Given all these influences, it's very interesting to turn to the symphony, which, though written around the same time and certainly by a fully mature composer, draws from another well. The CD cover postulates Roussel and early Myaskovsky as influences. To this I would add Janacek, especially in the writing for winds and brass--at least, I'd be surprised if Ohzawa didn't know Taras Bulba and the Sinfonietta. Overall, this work, celebrating the 2,600th anniversary of Japan, is more soberly dramatic, more overtly public, as befits the occasion. I'm not sure if there is a program behind it--certainly it is not a clear one if there is--but Ohzawa seems to want to convey the years of internal struggle Japan had known and its hard-won victory as a world power. Ohzawa lightens up only in the third movement, a graceful minuet that, again, seems to owe something to Prokofiev, this time to Prokofiev the witty neoclassicist.

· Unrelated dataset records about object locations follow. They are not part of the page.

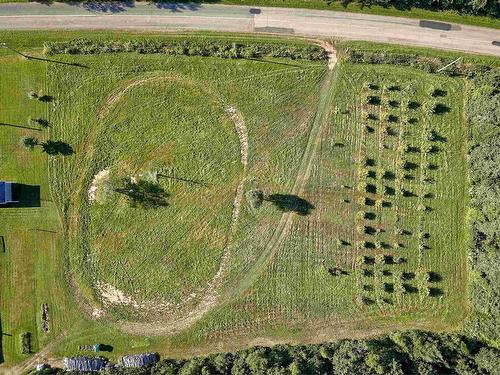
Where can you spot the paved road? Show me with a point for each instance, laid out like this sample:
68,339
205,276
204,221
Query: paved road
146,16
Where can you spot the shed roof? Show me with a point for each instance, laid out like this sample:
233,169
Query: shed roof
85,363
139,360
5,192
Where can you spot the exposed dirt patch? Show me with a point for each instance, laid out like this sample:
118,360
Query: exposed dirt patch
98,180
210,297
171,318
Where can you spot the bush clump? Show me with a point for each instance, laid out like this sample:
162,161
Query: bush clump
25,339
214,48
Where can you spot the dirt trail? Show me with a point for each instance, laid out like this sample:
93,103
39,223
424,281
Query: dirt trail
42,356
282,229
210,295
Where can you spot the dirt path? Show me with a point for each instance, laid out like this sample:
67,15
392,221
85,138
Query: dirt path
42,356
320,118
211,295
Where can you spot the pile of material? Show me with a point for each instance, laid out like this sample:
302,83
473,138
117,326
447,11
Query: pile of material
139,360
85,363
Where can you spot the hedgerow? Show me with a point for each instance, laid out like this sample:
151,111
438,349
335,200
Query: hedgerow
221,49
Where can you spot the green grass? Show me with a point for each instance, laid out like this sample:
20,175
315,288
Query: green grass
173,121
297,290
444,15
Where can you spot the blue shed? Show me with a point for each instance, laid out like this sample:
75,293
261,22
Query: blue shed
6,195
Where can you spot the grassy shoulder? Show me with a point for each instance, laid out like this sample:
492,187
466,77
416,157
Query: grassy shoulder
354,7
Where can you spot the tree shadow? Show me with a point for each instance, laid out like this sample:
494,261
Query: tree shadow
336,271
105,348
436,137
194,182
78,65
144,194
435,277
46,98
370,215
435,292
410,289
271,62
25,196
54,148
373,100
440,109
291,203
19,126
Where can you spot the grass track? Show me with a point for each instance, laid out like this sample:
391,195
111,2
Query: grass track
291,297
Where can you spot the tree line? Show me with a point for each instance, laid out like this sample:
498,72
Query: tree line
479,7
483,109
410,352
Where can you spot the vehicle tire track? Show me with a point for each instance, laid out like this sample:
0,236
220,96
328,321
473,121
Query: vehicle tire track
283,227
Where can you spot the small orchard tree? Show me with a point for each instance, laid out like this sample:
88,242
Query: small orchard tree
29,142
255,198
32,95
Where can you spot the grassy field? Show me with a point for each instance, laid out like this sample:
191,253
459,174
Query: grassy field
355,7
363,169
389,211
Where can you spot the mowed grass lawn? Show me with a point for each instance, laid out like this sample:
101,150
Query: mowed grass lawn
386,207
389,191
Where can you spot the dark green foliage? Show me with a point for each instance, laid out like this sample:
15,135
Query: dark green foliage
29,142
25,340
143,193
411,352
57,148
480,7
216,48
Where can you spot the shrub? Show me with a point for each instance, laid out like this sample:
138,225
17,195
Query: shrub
25,339
215,48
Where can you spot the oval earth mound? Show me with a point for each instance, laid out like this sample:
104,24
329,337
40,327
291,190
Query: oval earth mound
158,259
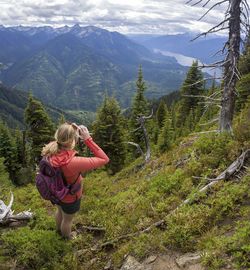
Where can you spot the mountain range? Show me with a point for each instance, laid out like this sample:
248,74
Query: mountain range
14,102
72,67
204,48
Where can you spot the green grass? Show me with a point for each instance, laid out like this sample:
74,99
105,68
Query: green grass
216,223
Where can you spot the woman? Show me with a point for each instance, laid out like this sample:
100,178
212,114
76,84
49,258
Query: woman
61,154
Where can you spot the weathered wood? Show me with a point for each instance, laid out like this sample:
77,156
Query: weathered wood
7,216
231,74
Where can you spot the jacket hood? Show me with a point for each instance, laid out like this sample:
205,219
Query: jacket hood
62,158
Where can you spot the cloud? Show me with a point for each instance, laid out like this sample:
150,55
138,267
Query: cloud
132,16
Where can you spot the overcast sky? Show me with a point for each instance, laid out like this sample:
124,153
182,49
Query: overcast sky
125,16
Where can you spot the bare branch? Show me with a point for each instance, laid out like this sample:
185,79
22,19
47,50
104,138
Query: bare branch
219,3
200,96
210,122
137,146
203,80
209,32
206,3
197,3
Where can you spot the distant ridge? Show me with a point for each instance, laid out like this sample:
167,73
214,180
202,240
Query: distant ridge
72,67
13,103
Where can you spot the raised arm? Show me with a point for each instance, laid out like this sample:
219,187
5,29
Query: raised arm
89,163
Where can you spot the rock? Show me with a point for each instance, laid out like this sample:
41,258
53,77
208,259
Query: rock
188,259
93,261
165,262
81,252
15,224
108,265
150,259
131,264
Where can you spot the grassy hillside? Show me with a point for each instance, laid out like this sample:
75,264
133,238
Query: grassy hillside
215,224
14,102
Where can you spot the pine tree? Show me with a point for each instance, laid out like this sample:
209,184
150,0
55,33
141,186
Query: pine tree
40,128
8,151
243,86
161,113
139,107
108,132
191,87
166,135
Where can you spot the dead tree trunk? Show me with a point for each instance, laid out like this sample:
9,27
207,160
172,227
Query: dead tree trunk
231,74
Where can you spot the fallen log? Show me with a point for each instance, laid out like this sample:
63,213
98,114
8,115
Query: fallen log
7,215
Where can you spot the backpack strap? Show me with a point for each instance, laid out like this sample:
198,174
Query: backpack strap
65,181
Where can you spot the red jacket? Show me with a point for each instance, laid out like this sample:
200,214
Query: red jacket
72,165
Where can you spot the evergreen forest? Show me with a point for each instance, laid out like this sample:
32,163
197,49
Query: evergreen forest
170,190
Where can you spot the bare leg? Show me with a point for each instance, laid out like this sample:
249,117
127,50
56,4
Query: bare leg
58,217
66,224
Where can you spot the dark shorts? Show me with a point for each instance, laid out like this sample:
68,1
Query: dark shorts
70,208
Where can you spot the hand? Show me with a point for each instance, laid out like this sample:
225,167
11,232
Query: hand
83,132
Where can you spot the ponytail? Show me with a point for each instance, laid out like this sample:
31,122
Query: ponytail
65,137
50,149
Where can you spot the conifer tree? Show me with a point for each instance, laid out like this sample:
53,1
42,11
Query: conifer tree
139,107
243,86
8,151
108,132
166,134
161,113
40,128
191,87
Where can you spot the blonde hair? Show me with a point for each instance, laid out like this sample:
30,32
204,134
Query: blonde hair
65,136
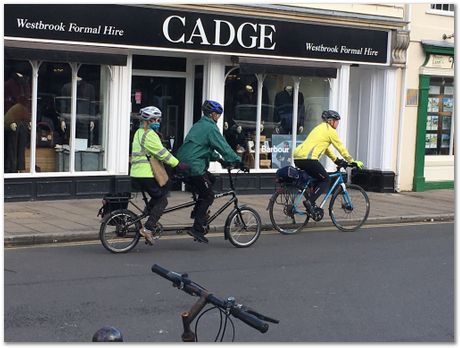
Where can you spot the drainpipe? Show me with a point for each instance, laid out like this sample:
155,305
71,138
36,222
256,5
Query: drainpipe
402,110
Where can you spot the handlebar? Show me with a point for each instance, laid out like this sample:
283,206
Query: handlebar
245,314
234,165
346,165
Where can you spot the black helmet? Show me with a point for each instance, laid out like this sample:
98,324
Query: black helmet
210,106
108,334
330,114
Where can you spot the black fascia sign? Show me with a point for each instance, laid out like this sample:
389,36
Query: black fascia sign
125,25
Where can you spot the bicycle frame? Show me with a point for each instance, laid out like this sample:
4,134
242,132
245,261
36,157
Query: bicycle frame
233,200
338,181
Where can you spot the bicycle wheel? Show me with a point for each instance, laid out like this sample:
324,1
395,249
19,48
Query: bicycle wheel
117,233
349,209
243,229
286,210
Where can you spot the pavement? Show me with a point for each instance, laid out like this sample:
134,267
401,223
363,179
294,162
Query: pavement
57,221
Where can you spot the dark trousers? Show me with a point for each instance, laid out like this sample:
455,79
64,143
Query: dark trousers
15,146
202,185
157,202
316,170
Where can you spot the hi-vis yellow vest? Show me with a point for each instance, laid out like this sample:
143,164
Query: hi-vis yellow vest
318,142
148,142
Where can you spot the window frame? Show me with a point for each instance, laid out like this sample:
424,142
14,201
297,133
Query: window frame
35,65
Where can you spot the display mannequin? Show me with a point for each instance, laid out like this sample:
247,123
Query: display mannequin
284,101
86,95
16,121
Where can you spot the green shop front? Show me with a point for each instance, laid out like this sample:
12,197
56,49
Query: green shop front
434,160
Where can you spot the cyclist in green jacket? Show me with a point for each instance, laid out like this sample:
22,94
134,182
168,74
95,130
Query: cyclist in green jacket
307,154
204,143
147,142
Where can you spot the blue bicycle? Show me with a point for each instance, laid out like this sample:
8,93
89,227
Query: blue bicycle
348,207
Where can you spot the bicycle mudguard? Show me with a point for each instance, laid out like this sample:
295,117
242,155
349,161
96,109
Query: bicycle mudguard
227,221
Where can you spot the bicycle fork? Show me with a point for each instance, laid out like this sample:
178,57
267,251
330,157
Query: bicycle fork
187,318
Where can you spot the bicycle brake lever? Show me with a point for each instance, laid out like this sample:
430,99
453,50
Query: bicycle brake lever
261,316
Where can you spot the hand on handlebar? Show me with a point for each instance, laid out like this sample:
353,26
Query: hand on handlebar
340,162
358,164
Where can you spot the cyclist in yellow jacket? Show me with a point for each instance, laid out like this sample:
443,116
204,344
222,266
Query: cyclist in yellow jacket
146,141
307,154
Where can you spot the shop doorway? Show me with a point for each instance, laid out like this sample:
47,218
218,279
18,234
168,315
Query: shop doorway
166,93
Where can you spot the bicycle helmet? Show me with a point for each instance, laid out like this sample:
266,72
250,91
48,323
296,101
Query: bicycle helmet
108,334
330,115
149,113
210,106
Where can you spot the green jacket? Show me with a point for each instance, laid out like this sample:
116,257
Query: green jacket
200,146
148,142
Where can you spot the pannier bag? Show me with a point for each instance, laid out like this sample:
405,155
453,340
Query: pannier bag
288,174
292,175
114,201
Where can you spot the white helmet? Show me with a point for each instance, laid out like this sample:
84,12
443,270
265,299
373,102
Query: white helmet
150,112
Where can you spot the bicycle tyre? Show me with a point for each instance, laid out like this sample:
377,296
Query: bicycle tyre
115,236
238,235
349,219
284,218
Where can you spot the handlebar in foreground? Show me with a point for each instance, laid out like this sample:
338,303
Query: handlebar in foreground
248,316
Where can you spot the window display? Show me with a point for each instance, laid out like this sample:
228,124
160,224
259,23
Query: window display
439,129
17,116
52,125
240,115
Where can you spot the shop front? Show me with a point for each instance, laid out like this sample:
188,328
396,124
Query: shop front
434,159
77,75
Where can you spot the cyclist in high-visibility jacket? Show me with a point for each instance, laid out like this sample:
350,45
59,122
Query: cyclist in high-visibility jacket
146,141
204,143
307,155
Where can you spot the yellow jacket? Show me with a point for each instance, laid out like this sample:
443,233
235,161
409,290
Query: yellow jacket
318,142
148,142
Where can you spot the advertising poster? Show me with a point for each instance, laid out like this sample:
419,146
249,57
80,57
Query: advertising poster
433,104
282,149
432,123
447,104
431,141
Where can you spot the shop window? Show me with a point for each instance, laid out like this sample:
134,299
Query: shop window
439,137
54,118
91,116
240,116
17,116
442,7
277,110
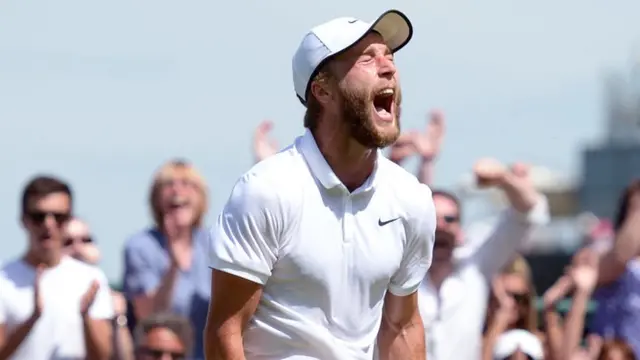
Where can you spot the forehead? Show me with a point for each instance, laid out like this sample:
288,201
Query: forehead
371,42
52,202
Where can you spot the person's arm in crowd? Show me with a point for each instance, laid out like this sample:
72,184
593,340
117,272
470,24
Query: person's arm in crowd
527,209
552,323
625,247
244,246
426,144
584,274
499,321
96,310
228,315
122,342
402,333
10,342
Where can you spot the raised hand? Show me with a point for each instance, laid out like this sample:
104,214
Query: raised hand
557,291
89,297
584,271
178,243
263,145
489,172
403,148
37,297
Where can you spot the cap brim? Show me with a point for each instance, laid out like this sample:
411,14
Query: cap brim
394,27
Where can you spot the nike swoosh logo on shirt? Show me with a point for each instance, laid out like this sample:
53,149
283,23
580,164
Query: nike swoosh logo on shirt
383,223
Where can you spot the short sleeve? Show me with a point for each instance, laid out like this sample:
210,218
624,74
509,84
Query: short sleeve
102,307
139,277
418,251
244,241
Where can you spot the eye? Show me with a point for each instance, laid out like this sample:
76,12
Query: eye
366,58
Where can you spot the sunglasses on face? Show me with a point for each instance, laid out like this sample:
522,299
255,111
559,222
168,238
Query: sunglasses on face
83,239
159,353
520,298
39,217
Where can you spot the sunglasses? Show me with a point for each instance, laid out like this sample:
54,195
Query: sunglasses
83,239
519,298
159,353
39,217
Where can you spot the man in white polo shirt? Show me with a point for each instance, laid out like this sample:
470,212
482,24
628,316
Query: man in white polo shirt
320,249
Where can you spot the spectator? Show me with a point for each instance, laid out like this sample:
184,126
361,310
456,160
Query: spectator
618,295
512,319
45,292
454,294
166,266
80,244
164,336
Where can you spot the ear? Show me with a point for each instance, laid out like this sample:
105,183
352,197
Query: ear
321,91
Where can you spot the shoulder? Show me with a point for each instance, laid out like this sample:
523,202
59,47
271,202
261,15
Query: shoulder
13,271
269,184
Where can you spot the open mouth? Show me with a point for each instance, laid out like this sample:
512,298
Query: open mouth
383,103
178,202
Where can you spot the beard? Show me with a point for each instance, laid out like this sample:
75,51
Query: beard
357,115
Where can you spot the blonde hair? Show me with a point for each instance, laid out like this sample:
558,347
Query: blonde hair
520,267
172,170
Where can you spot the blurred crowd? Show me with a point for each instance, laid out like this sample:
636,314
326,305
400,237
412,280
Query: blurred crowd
478,300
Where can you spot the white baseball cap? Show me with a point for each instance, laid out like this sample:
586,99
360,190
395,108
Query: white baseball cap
518,339
338,35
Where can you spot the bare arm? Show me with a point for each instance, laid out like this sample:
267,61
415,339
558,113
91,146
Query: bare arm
584,274
9,343
625,248
401,334
228,315
552,323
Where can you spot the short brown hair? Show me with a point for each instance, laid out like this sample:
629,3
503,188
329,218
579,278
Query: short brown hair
314,108
177,324
616,344
41,186
623,204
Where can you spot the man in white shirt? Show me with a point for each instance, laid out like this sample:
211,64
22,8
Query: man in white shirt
52,306
453,297
320,249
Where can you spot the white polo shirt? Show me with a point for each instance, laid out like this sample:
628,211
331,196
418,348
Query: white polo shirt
326,257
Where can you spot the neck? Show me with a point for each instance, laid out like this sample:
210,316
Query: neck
439,271
350,161
35,260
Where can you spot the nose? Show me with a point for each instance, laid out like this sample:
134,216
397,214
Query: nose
386,67
50,221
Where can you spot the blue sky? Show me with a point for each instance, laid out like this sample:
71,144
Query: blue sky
102,93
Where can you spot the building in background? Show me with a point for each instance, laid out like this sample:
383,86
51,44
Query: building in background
609,166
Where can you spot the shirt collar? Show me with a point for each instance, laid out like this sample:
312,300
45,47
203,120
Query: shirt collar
323,172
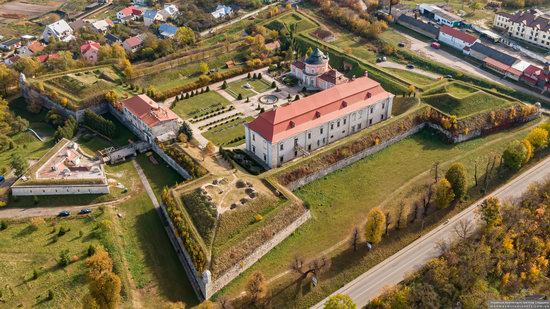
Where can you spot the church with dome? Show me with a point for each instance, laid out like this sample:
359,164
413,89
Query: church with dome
315,73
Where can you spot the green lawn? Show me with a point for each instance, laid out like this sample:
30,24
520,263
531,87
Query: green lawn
341,200
467,105
224,134
200,104
25,249
156,271
236,87
413,78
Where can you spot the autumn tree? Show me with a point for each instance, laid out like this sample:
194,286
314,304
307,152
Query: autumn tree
444,194
514,155
340,301
456,175
256,287
374,228
489,212
538,137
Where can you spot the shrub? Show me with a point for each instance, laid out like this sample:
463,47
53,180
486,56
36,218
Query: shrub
538,137
444,194
456,175
514,155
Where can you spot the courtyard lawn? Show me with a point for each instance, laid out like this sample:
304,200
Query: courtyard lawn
466,105
257,86
155,268
226,134
200,104
26,248
413,78
341,200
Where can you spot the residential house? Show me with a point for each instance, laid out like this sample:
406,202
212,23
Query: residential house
151,16
315,72
31,49
418,26
112,39
128,13
495,60
293,130
325,35
439,15
59,30
133,44
222,11
90,51
102,26
167,31
150,118
11,44
456,38
531,26
537,77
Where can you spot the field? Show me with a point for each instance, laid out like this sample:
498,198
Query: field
26,248
237,87
413,78
200,104
465,106
225,134
340,201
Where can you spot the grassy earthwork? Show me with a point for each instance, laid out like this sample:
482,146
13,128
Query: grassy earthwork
340,201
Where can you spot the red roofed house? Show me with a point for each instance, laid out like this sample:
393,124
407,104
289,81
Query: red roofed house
456,38
150,118
283,134
315,72
132,44
537,77
90,51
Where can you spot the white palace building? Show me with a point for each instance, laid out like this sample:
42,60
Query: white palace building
292,130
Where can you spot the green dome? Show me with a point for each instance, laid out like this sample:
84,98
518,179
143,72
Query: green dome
317,57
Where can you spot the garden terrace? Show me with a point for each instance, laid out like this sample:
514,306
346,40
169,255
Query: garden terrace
247,87
229,217
229,133
200,105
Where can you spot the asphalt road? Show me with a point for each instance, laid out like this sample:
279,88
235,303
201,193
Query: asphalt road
394,269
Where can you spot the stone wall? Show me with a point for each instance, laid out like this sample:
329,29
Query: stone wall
236,270
22,190
352,159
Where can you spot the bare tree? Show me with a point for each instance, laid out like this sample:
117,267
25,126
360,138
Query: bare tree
463,229
316,266
355,238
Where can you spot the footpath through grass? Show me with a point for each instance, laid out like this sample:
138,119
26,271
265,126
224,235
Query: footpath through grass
341,200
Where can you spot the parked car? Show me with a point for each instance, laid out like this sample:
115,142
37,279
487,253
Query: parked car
64,213
85,211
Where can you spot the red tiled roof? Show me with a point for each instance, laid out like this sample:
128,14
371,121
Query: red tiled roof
312,111
89,45
149,111
299,64
458,34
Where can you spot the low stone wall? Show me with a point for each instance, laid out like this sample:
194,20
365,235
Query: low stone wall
31,190
352,159
236,270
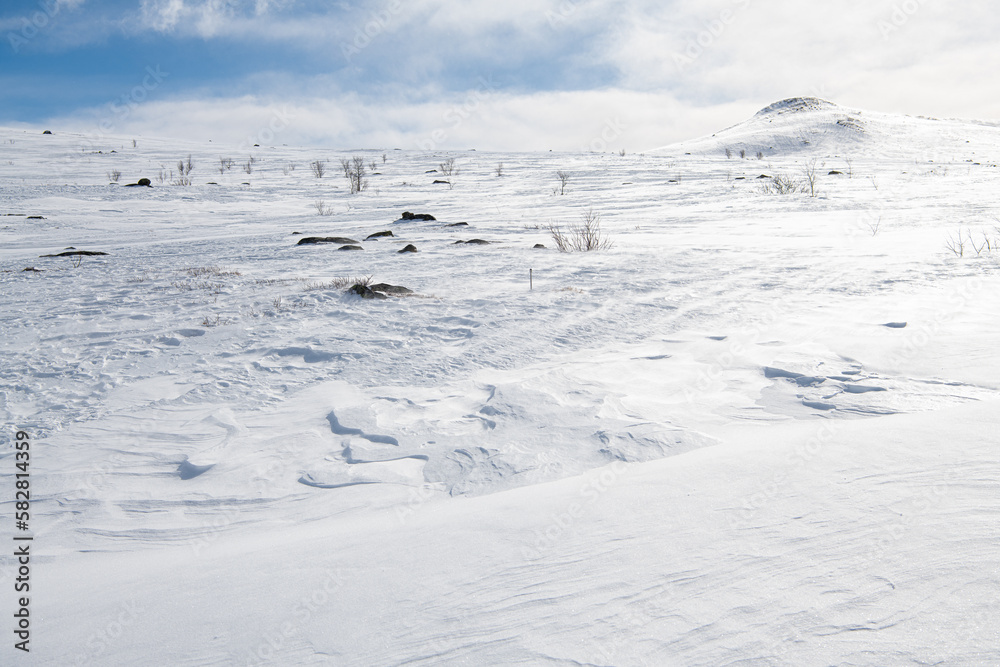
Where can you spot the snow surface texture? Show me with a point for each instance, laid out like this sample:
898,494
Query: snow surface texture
759,430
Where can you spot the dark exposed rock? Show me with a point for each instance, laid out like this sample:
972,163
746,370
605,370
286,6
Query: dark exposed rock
417,216
386,288
309,240
365,292
70,253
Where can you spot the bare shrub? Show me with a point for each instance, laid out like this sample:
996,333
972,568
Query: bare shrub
184,170
779,185
215,271
339,283
956,244
583,237
810,173
563,180
355,172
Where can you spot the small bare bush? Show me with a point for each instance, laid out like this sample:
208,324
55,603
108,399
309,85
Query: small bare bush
215,271
355,171
779,185
810,173
583,237
956,244
184,170
563,180
339,283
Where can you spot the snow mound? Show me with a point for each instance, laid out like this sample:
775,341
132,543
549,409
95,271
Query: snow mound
796,104
808,127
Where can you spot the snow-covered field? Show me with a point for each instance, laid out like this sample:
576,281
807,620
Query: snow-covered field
761,429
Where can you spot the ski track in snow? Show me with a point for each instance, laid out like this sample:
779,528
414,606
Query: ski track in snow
203,383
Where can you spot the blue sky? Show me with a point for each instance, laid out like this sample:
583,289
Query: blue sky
513,75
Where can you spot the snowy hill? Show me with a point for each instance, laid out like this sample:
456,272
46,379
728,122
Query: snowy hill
759,429
808,125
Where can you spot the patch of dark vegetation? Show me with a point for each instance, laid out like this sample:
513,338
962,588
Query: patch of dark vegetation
417,216
386,288
365,292
72,253
310,240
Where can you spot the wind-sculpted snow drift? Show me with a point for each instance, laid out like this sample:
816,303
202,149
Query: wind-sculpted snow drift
756,429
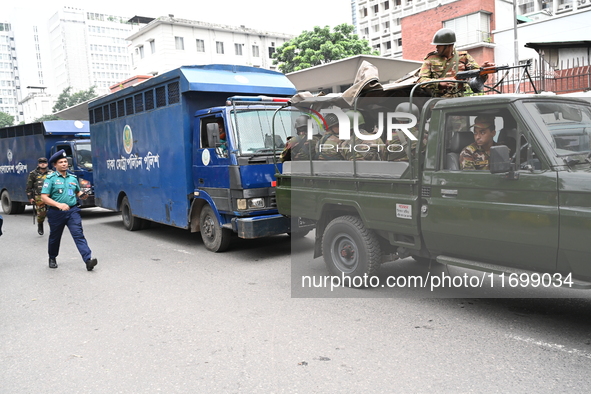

If I seem to be dismissing Ohzawa's art as a mere patchwork of Western musical influences, that's not my object. I'm trying to describe its sound world in the only way I know how. It is certainly not without its individual touches and certainly not without some daring, given that many composers of the thirties, those without ties to the centers of musical modernism as Ohzawa was, wrote throwback pieces you wouldn't want to hear today. No throwbacks, no museum pieces on this disc.
As with any music by unknown composers, it's a bit hard to judge the quality of the performances here, but it appears that Yablonsky and his forces have the measure of this music. Nowhere do I hear a mere run-through or a place where more time to get to know the music seems in order. The playing by both orchestra and pianist are polished, and Yablonsky keeps things moving just as I would hope. Tempos seem well judged to provide maximum effect. I doubt that this music will get, or need, finer performances in future. Sound is fine, too, reflecting the excellent results Naxos engineers are getting in Russia these days. This one is definitely worth a try.